Marcia Mogelonsky, Director of Insight at Mintel, said: “While chocolate confectionery may be considered to be a ‘guilty pleasure’, it is also a food that is strongly tied to emotional needs. This is likely the reason that consumers allow themselves to indulge in chocolate and other less healthy snacks. Even at a time when the importance of healthy snacking is being emphasized, the importance of chocolate confectionery as a psychological wellness tool cannot be ignored.”
Indeed, in many markets sales are booming, and Mintel research shows that there is more ‘better quality’ chocolate on offer than ever before. Between 2011 and 2015, there was a 72% increase in the number of premium chocolate products launched globally, with 7% of chocolate products launched in 2015 carrying a premium claim, up from just 5% in 2011.
And it seems that this growth in launch activity follows strong consumer demand for quality chocolate. Approaching one quarter (22%) of chocolate eaters in France say that a product containing premium ingredients is an important factor when buying chocolate, followed by 21% in Italy, 17% in Spain, 11% in Germany and 9% in Poland. What’s more, one quarter (25%) of chocolate buyers in the UK say they would be willing to pay more for a luxury brand of chocolate for themselves, whilst 44% would be willing to pay more when buying as a gift.

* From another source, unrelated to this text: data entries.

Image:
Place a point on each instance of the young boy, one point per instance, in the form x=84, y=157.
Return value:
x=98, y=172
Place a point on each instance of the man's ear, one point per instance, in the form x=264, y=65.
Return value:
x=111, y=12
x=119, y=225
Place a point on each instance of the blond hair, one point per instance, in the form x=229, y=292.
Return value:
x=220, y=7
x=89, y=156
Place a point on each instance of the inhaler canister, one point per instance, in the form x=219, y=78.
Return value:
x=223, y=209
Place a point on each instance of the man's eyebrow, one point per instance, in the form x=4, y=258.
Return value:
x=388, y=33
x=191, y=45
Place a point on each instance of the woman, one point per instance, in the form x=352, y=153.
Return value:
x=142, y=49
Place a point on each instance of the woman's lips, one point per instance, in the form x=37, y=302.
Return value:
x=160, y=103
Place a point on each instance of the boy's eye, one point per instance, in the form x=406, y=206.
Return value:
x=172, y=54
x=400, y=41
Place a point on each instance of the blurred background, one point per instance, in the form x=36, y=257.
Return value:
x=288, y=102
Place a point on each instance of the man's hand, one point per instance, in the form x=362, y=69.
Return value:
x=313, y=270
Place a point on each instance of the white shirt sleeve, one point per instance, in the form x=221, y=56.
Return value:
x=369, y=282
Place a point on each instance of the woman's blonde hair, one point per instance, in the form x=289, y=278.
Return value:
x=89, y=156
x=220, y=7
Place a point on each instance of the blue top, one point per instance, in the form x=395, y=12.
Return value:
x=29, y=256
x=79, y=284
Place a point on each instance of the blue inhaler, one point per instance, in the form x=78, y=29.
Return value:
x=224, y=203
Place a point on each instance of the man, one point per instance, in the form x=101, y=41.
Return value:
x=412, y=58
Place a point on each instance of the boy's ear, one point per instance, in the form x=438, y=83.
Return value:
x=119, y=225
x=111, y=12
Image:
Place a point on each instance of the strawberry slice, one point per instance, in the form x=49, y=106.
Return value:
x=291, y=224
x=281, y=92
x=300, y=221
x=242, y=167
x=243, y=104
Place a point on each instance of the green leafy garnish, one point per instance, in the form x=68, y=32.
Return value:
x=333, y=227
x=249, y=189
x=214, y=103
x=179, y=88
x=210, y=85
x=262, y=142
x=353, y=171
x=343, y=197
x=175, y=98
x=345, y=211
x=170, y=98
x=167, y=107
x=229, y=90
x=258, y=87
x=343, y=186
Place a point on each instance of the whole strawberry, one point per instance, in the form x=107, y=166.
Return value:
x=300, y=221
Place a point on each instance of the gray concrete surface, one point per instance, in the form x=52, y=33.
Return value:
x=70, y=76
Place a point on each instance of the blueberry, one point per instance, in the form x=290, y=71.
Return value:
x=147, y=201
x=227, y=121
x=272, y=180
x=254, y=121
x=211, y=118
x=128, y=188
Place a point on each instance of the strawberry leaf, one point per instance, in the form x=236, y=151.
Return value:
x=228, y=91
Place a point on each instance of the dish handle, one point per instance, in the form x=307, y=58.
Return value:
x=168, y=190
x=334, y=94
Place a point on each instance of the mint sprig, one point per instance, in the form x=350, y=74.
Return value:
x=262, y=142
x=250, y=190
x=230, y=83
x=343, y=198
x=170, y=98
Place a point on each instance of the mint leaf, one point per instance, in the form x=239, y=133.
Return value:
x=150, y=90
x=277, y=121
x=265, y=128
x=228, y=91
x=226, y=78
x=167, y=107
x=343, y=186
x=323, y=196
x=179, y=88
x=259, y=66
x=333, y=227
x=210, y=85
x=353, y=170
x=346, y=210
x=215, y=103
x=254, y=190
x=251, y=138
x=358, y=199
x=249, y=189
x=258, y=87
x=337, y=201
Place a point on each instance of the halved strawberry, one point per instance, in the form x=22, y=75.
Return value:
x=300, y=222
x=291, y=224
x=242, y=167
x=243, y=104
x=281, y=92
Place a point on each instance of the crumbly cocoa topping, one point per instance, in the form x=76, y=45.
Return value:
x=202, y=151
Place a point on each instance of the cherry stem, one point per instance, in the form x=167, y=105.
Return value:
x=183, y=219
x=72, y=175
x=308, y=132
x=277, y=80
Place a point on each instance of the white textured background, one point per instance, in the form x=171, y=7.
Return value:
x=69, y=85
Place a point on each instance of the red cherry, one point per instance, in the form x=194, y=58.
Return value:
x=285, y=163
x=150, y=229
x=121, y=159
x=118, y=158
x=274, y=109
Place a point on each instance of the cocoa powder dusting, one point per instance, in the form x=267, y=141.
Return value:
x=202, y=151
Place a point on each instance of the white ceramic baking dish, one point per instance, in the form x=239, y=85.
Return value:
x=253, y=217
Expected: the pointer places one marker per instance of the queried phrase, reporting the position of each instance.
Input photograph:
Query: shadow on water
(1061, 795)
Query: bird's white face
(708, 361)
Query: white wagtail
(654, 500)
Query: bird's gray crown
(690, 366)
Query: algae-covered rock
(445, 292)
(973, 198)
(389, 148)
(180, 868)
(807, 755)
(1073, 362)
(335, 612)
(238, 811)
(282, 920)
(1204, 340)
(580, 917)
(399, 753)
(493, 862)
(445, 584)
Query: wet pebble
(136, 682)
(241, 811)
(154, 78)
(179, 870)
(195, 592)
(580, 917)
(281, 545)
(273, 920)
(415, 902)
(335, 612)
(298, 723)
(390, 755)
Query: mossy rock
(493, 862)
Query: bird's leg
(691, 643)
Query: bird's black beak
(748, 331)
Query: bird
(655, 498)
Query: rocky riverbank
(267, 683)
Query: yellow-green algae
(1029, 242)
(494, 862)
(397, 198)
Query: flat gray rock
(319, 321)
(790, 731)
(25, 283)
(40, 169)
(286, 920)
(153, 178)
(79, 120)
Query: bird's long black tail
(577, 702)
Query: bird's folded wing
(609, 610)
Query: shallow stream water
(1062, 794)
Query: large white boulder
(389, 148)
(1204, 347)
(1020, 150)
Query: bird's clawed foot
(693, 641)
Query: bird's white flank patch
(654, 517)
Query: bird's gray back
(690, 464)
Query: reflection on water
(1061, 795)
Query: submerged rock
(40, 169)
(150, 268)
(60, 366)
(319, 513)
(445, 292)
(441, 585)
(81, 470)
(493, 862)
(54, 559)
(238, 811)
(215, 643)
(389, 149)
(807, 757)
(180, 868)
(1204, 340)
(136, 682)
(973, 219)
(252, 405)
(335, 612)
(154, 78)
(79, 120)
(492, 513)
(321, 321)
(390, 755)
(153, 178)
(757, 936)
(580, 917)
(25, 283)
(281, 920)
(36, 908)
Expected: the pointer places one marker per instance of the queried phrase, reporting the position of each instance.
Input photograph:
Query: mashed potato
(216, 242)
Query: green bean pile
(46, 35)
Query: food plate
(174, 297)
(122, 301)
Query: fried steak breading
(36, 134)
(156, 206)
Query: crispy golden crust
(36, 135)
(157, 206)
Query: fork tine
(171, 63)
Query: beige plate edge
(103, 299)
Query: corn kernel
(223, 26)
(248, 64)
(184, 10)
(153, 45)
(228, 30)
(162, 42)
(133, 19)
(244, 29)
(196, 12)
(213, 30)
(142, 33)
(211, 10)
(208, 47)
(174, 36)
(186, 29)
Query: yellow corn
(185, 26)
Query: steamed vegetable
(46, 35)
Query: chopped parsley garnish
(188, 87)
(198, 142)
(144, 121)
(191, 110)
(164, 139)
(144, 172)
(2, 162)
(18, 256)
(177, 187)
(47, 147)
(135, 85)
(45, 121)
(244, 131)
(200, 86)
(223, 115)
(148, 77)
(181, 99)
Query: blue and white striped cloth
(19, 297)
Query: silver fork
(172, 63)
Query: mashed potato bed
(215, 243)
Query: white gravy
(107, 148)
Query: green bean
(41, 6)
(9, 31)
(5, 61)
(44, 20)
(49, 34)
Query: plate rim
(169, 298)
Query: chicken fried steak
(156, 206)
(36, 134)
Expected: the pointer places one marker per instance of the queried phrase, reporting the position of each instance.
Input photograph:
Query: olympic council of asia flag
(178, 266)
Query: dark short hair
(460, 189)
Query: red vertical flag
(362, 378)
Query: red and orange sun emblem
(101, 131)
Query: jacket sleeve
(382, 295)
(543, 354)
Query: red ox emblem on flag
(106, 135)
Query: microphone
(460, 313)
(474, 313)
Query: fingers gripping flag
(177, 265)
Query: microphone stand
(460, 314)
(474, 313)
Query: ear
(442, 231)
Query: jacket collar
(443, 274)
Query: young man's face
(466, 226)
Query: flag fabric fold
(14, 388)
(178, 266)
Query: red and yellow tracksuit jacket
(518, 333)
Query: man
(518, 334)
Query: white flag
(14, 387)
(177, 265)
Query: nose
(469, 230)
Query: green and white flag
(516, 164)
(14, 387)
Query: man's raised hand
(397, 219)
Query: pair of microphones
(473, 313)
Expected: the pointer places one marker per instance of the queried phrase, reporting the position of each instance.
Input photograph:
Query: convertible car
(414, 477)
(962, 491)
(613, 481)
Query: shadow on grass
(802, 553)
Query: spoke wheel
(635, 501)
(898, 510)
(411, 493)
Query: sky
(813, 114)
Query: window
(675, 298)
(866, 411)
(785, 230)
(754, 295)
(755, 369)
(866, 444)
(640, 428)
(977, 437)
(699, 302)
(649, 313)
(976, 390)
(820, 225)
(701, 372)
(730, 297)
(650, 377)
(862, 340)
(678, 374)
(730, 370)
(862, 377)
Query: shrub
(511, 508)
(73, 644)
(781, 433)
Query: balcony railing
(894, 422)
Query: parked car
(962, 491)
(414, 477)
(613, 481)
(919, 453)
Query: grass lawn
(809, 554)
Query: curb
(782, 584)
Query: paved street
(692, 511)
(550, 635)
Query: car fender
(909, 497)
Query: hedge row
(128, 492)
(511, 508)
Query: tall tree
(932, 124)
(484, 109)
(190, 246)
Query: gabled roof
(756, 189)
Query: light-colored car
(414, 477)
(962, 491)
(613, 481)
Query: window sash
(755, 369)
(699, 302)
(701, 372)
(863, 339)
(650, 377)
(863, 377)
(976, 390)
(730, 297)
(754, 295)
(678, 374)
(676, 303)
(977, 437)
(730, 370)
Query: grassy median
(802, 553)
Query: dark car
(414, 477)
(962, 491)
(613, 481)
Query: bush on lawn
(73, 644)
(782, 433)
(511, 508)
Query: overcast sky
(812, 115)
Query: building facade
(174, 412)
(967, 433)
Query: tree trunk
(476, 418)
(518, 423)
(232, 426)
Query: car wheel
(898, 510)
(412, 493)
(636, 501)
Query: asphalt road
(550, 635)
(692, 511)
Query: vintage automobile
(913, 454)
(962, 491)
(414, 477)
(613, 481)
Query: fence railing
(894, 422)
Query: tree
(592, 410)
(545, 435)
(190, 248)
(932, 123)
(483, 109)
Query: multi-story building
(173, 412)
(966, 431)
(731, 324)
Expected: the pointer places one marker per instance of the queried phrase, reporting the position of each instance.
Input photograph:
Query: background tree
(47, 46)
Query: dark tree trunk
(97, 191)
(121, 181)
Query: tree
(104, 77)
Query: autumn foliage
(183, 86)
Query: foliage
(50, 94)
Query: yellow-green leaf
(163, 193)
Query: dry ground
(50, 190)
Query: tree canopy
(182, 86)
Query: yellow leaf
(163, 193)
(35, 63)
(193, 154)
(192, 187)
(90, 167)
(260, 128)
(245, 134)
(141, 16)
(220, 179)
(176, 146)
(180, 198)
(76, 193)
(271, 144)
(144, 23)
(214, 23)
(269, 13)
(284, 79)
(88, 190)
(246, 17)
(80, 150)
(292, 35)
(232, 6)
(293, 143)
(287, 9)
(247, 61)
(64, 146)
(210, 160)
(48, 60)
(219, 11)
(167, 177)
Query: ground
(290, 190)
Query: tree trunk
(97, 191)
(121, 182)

“Given the extent to which consumers’ food knowledge has grown over the past decade, it is not surprising that they increasingly demand unique products that come with a stamp of authenticity. This is especially notable in chocolate confectionery, as consumers become more interested in cocoa sourcing, cocoa content and premium positioning,” Marcia adds.
What’s more, Mintel research reveals that in Europe taste buds have a craving for dark chocolate. In 2015, 48% of Italian chocolate eaters said they looked for dark chocolate when buying the treat, up from 36% in 2012, with the same trend seen in France, (48% in 2015 v. 39% in 2012), Germany (30% in 2015 v. 24% in 2012) and Spain (40% in 2014 v. 36% in 2012).
And it seems that moving forward, chocolate eaters around the world are looking for more innovative flavours, and the industry is responding. Notably, between 2011 and 2015 there was a 140% increase in the number of chocolate products launched globally flavoured with matcha tea. What’s more, in the same time period, there was a 270% increase in the number of chocolate confectionery products launched with a salt, or salted flavour.
Today, 44% of chocolate buyers in the UK say they’re prompted to buy chocolate when they see new flavours in-store, whilst 21% of chocolate candy buyers in the US say they usually buy new types of the treat when they see them.
“The growing influence of Asia as a source of inspiration continues to be seen in the chocolate industry. In 2012, wasabi was the ‘Asian flavour of note’ in chocolate confectionery. In 2015, matcha green tea took its place. Chocolate manufacturers are exploring the use of teas as an ingredient in confectionery, both because of the health benefits they claim and because of their flavour notes, which can complement different strengths of cocoa. While matcha is the best known right now, it is possible that other teas will gain attention and grow in popularity as chocolate confectionery flavours and ingredients as more research about their health benefits comes to light,” Marcia concludes.